There was, of course, a degree of overlap between these different forms of plunder and spoil. Recruits from various backgrounds, including a large number of seafarers, served aboard pirate and reprisal vessels. The companies of some ships might resort to piratical spoil and lawful plunder during the course of the same voyage. While the law did not recognize the nuances of such fractured voyages or life cycles, they were overtly acknowledged in the language of seamen, notably in the widespread use of the term ‘sea roving’ to describe an enterprise which seemed to fall between piracy and privateering. Whether justified as a means of unauthorized retaliation or reprisals, sea roving represented blurred boundaries at sea, reflecting the way in which piracy was also a contested crime, thriving on ambiguity and uncertainty.

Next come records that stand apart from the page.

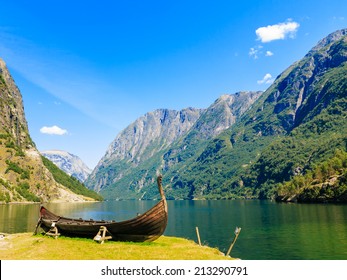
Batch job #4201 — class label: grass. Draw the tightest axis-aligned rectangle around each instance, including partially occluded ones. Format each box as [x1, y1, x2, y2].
[0, 233, 232, 260]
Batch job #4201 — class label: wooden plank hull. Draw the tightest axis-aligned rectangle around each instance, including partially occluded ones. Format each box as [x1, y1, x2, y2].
[39, 177, 168, 242]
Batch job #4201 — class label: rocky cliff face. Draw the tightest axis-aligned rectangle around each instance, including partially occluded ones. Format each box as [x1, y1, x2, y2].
[0, 59, 96, 203]
[0, 58, 33, 148]
[86, 92, 261, 199]
[85, 108, 203, 194]
[41, 150, 92, 183]
[170, 29, 347, 199]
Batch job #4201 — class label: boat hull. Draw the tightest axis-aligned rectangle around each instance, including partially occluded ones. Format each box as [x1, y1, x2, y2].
[38, 174, 168, 242]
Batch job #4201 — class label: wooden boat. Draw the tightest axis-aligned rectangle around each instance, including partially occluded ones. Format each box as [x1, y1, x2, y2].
[35, 175, 168, 242]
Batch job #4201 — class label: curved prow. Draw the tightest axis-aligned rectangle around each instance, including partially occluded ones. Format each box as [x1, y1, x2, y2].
[157, 174, 165, 199]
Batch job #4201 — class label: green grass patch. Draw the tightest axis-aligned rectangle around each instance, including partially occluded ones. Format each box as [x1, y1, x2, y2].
[0, 233, 232, 260]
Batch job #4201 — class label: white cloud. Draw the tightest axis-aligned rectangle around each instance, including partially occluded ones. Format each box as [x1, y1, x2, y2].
[255, 20, 300, 43]
[257, 73, 274, 85]
[248, 45, 263, 59]
[40, 125, 67, 135]
[248, 48, 259, 59]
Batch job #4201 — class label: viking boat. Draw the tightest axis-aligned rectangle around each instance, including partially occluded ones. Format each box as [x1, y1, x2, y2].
[35, 175, 168, 242]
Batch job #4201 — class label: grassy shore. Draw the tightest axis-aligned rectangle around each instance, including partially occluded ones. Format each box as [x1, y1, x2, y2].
[0, 233, 233, 260]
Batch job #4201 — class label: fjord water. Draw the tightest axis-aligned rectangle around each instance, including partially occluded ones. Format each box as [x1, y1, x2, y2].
[0, 200, 347, 260]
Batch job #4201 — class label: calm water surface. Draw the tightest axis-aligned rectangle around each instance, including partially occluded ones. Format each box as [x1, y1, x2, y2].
[0, 200, 347, 260]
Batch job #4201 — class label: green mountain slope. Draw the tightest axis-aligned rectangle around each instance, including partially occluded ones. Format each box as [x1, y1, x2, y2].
[0, 59, 101, 203]
[171, 30, 347, 200]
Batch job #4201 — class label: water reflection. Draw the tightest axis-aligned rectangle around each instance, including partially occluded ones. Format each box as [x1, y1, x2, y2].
[0, 200, 347, 260]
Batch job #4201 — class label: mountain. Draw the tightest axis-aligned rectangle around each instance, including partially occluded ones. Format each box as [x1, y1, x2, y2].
[85, 108, 203, 197]
[41, 150, 92, 183]
[86, 92, 261, 199]
[171, 29, 347, 201]
[0, 59, 101, 203]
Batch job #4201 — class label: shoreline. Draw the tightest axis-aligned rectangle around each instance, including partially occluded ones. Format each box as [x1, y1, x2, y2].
[0, 232, 236, 260]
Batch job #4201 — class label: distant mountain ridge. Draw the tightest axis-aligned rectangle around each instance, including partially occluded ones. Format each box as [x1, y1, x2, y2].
[0, 59, 101, 203]
[169, 27, 347, 201]
[87, 29, 347, 202]
[41, 150, 92, 183]
[86, 92, 261, 198]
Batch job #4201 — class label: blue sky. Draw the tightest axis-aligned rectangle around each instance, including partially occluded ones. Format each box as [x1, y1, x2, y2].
[0, 0, 347, 168]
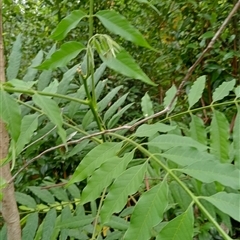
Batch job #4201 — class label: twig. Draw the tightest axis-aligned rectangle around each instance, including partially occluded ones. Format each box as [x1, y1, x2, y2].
[8, 0, 240, 183]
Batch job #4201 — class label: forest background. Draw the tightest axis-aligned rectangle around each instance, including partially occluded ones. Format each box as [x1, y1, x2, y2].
[0, 0, 240, 240]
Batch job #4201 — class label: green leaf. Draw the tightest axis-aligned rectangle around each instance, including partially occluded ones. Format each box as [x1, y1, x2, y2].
[210, 110, 230, 162]
[201, 192, 240, 222]
[28, 187, 55, 204]
[50, 188, 69, 202]
[8, 79, 36, 90]
[42, 208, 57, 240]
[23, 50, 43, 82]
[212, 79, 236, 104]
[124, 180, 168, 240]
[156, 206, 194, 240]
[67, 184, 80, 199]
[161, 146, 216, 166]
[100, 50, 156, 86]
[81, 152, 133, 204]
[22, 212, 38, 240]
[190, 114, 207, 145]
[0, 89, 22, 142]
[107, 103, 133, 128]
[42, 79, 59, 94]
[37, 41, 84, 69]
[67, 142, 122, 186]
[163, 85, 177, 113]
[178, 161, 240, 189]
[97, 85, 122, 113]
[6, 34, 22, 81]
[37, 44, 56, 91]
[169, 181, 192, 211]
[188, 75, 206, 109]
[141, 93, 154, 117]
[67, 139, 89, 158]
[147, 134, 208, 151]
[95, 10, 151, 48]
[32, 94, 66, 142]
[56, 215, 94, 229]
[106, 215, 129, 231]
[50, 10, 87, 40]
[100, 163, 147, 223]
[57, 64, 79, 97]
[15, 192, 37, 209]
[16, 114, 39, 155]
[234, 86, 240, 98]
[134, 123, 176, 137]
[233, 107, 240, 169]
[103, 93, 128, 122]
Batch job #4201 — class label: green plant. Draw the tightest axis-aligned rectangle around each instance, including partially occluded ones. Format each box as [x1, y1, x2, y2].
[0, 1, 240, 240]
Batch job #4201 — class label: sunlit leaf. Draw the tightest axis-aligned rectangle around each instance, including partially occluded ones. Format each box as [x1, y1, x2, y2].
[95, 10, 151, 48]
[190, 114, 207, 145]
[233, 107, 240, 169]
[234, 86, 240, 98]
[23, 50, 43, 82]
[15, 192, 37, 209]
[22, 212, 38, 240]
[67, 142, 122, 186]
[0, 89, 22, 142]
[8, 79, 36, 90]
[107, 103, 133, 128]
[100, 164, 147, 223]
[105, 215, 129, 231]
[161, 146, 217, 166]
[201, 192, 240, 222]
[212, 79, 236, 103]
[169, 181, 192, 211]
[188, 76, 206, 109]
[210, 110, 230, 162]
[51, 10, 87, 40]
[97, 85, 122, 113]
[178, 161, 240, 189]
[163, 85, 177, 113]
[37, 44, 56, 91]
[134, 123, 176, 137]
[103, 93, 128, 122]
[81, 152, 133, 204]
[156, 206, 194, 240]
[148, 134, 208, 151]
[124, 181, 168, 240]
[32, 94, 66, 142]
[28, 186, 55, 204]
[56, 215, 94, 229]
[16, 114, 39, 155]
[6, 35, 22, 81]
[42, 208, 57, 240]
[100, 50, 156, 86]
[37, 41, 84, 69]
[141, 93, 154, 117]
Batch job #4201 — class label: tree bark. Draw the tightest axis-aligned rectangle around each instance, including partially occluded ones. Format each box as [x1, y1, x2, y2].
[0, 0, 21, 240]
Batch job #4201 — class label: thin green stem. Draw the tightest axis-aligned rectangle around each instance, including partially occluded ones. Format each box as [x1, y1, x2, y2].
[1, 85, 89, 105]
[91, 188, 107, 240]
[18, 100, 102, 144]
[108, 133, 231, 240]
[160, 99, 240, 122]
[89, 0, 94, 39]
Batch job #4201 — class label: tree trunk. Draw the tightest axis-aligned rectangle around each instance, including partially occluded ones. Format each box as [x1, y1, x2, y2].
[0, 0, 21, 240]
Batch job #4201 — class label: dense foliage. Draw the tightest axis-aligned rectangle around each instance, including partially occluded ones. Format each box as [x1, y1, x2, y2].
[0, 0, 240, 240]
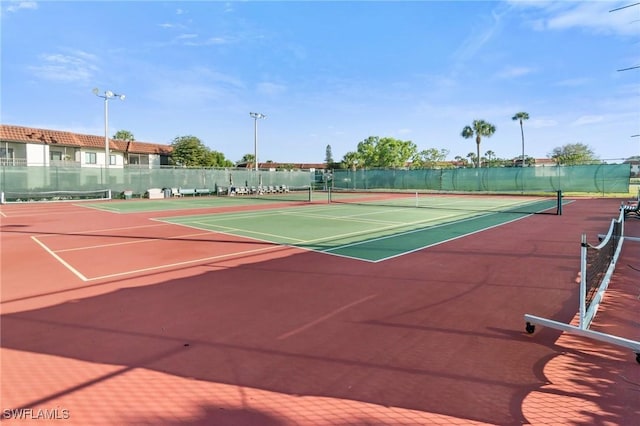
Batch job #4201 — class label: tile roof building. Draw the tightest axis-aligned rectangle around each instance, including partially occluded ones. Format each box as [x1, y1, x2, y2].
[0, 124, 172, 168]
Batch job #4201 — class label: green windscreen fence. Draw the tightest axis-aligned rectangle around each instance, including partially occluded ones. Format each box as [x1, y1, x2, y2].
[0, 166, 314, 196]
[332, 164, 631, 194]
[0, 164, 631, 196]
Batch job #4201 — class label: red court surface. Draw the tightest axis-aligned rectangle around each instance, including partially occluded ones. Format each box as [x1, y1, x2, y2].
[0, 199, 640, 425]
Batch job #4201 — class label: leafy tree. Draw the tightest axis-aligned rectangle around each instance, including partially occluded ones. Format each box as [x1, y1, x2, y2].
[171, 136, 211, 167]
[549, 143, 600, 166]
[467, 152, 479, 167]
[411, 148, 449, 169]
[113, 130, 135, 142]
[461, 120, 496, 167]
[239, 154, 256, 164]
[205, 151, 235, 167]
[324, 145, 333, 167]
[357, 136, 418, 168]
[484, 150, 497, 167]
[511, 112, 529, 167]
[454, 155, 467, 167]
[342, 151, 363, 171]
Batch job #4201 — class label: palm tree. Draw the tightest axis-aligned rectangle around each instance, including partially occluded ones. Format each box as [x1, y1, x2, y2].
[461, 120, 496, 167]
[113, 130, 135, 142]
[511, 112, 529, 167]
[484, 150, 496, 167]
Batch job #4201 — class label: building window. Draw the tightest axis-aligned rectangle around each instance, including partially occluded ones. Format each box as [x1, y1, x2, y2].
[0, 148, 13, 165]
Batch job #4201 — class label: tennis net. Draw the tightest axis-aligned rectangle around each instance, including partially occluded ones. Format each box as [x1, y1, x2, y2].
[580, 208, 624, 329]
[524, 206, 640, 363]
[217, 185, 313, 202]
[0, 189, 111, 204]
[328, 188, 562, 214]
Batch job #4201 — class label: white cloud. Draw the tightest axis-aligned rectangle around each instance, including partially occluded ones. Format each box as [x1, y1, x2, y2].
[28, 50, 98, 82]
[6, 1, 38, 12]
[510, 1, 640, 35]
[257, 82, 287, 96]
[498, 67, 534, 78]
[527, 118, 558, 129]
[571, 115, 604, 126]
[555, 78, 591, 87]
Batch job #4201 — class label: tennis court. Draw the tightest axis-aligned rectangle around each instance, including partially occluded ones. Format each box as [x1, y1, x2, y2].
[0, 193, 640, 425]
[157, 194, 557, 262]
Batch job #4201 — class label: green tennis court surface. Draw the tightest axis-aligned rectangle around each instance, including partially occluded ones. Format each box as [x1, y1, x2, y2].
[158, 197, 557, 262]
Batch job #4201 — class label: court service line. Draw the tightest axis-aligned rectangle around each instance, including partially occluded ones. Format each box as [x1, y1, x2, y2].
[278, 294, 378, 340]
[31, 235, 89, 282]
[56, 231, 212, 253]
[40, 222, 173, 238]
[86, 246, 282, 281]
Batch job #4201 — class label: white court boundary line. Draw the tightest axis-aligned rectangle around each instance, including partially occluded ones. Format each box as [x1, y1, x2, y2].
[31, 235, 90, 282]
[31, 223, 288, 282]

The difficulty in maintaining the distinction between lawful and unlawful depredation was a direct consequence of the nature of the early modern state and of sea power in general. In the absence of professional navies, and with small royal fleets made up of ships which could still be challenged by well-armed private vessels, maritime power was essentially fragmented. In addition it was marked by an inescapable intermingling of public and private interests. Under these conditions it has been argued that ‘private, commercial warfare was the normal form of warfare in the open sea’.
3
In England during the fourteenth and fifteenth centuries it became common practice for monarchs to sanction what were effectively private wars of reprisal, unintentionally encouraging the spread of disorder and lawlessness at sea. While this expedient mobilized and exploited private resources, it also drew on a shadowy tradition of piracy and piratical enterprise which persisted throughout the sixteenth and early seventeenth centuries. It allowed arch-pirates, such as Henry Strangeways or John Callice, to redeem their misdeeds through royal service at sea, and enabled more renowned pirate leaders, like Francis Drake or Martin Frobisher, to serve as officers in the Queen’s Navy. It is no coincidence that the development of an effective state navy during the second half of the seventeenth century was followed by a sustained, and largely successful, effort to eradicate organized piracy.
4

Past experience demonstrated that piracy and other forms of irregular depredation flourished at times of weak rule or in remote regions. In south-west England it may have served as a safety valve for aristocratic and gentry disorder or violence, which successive monarchs found difficult to contain. Within a distant, maritime borderland, however, resorting to piracy was almost a way of life, especially for itinerant seafarers subject to occasional and disjointed patterns of employment. Favoured by geography and well-established commercial links, pirates and sea rovers from the south-west ranged across the Channel and into the Irish Sea, disposing of their booty in favoured haunts which served as unofficial markets and provisioning centres. The importance of Ireland to the maintenance of this pattern of venturing was recognized in 1521 by Henry VIII’s lieutenant in Dublin. In the face of a growing problem, he requested a commission ‘to put to death all rovers of the sea taken in this land’, warning that Ireland was ‘the very land of refuge that English pirates most resort unto’.
5

Piracy and other forms of depredation flourished throughout the sixteenth century. As a result, the Tudor regime was faced with an intractable problem which grew progressively worse. To some extent this was self-inflicted, particularly given the apparent decline in lawlessness at sea during the 1480s and 1490s. Thereafter war bred piracy and maritime disorder. Conditions at sea were reinforced by the unsettling consequences of social and economic change, including population growth, which were increasingly influenced by religious rivalries and hostility. But the growth of disorderly plunder merged with aggressive commercial ambitions and ventures, especially in new, long-distance enterprises to west Africa and America. The competition with Spain and Portugal which accompanied such schemes helped to re-direct and re-structure piracy and privateering, opening up profitable opportunities which were eagerly seized by Drake and his successors.